Inside SWT

Friday, April 24, 2009

Eclipse on Cocoa now full of sheet!

Ok, we are crazy but you have to live on the edge every once in a while to prove that you are still alive. Therefore, as part of the polish pass for Eclipse 3.5, we implemented Mac sheet windows.

A sheet is a temporary dialog that is attached under the title bar of the parent window like this:



The idea behind a sheet is that the parent window and the sheet are tightly coupled and won't get lost in the window stack. On Windows and other platforms, this is achieved by bringing all windows that are blocked forward, along with the dialog, when the user clicks on either the dialog or a blocked window. With a sheet window however, there is no visual confusion or mess on the desktop. The sheet is contained within the parent window.

When sheets were first introduced on the Mac, they frustrated me. They appear with a wondrous sliding animated fanfare (whoosh!), prompting me while simultaneously blocking the content I need to see to answer the prompt. Thanks a lot!

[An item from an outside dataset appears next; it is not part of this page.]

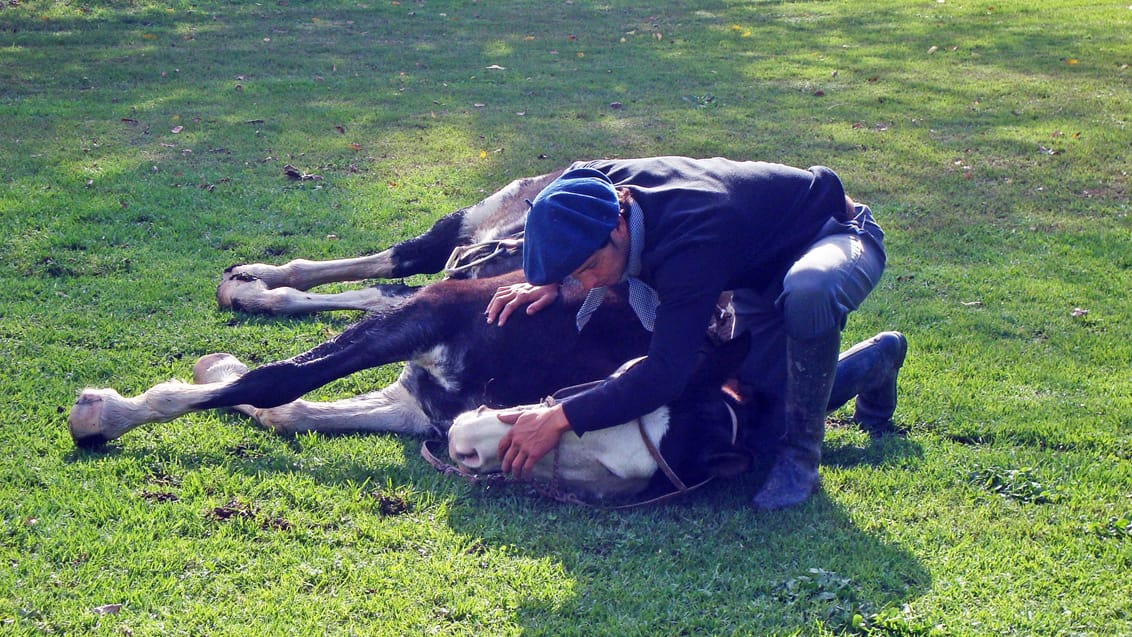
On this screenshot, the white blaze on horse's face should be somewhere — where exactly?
[448,407,668,498]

At the time, I considered this a typical case of style over substance but since then, I have lightened up and just hit cancel like everyone else.

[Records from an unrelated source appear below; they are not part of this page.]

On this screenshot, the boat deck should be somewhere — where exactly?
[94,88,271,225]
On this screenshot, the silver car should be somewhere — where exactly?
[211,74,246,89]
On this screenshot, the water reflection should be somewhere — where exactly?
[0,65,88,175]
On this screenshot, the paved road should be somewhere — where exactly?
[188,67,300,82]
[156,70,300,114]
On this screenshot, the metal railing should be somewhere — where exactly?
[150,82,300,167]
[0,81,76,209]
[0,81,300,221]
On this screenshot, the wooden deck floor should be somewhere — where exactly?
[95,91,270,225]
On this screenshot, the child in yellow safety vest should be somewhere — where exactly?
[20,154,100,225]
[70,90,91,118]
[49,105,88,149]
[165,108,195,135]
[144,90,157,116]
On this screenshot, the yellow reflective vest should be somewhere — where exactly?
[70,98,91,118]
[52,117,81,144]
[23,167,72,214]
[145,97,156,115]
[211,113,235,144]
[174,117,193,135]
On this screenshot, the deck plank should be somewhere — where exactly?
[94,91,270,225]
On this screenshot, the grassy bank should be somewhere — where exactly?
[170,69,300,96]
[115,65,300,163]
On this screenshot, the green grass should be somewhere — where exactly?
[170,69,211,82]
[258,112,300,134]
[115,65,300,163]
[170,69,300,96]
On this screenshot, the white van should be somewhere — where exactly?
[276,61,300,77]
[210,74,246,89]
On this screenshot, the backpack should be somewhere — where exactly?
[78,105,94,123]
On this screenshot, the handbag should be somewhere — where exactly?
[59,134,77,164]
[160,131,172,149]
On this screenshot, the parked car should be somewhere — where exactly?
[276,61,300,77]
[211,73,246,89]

When is a dialog a piece of sheet?

At first we thought that all dialogs were sheet, but we were wrong. There are dialogs in the world that are not sheet, for example, wizards. Then we thought all message boxes were sheet, but that was wrong too. A message box that warns of a preference change and offers to restart Eclipse is not sheet.

Bottom line: You need to decide which of your dialogs are sheet. Eclipse can't do it for you and neither can SWT.

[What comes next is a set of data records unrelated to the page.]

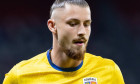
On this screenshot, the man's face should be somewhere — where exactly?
[54,4,91,60]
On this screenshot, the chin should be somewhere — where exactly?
[64,48,86,60]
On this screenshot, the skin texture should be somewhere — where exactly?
[47,4,91,68]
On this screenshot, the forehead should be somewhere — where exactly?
[52,4,91,20]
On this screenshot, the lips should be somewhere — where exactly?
[73,38,87,45]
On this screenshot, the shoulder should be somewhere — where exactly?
[85,53,117,70]
[3,52,46,84]
[8,52,46,75]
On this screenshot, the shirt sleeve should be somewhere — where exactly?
[3,67,18,84]
[112,64,125,84]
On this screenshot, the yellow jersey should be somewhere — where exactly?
[3,50,124,84]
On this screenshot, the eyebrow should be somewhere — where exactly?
[66,18,92,22]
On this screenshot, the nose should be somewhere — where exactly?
[78,25,86,36]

To implement sheet, we added a single style bit SWT.SHEET that you can set on a dialog when it is created. This is typical SWT: a tiny API exposes tons of functionality. For example, the underlying Cocoa API for sheets has a special API to hide and show sheets rather than overloading the regular window hide and show API. We chose to use a style bit and keep the Control.setVisible() API the same.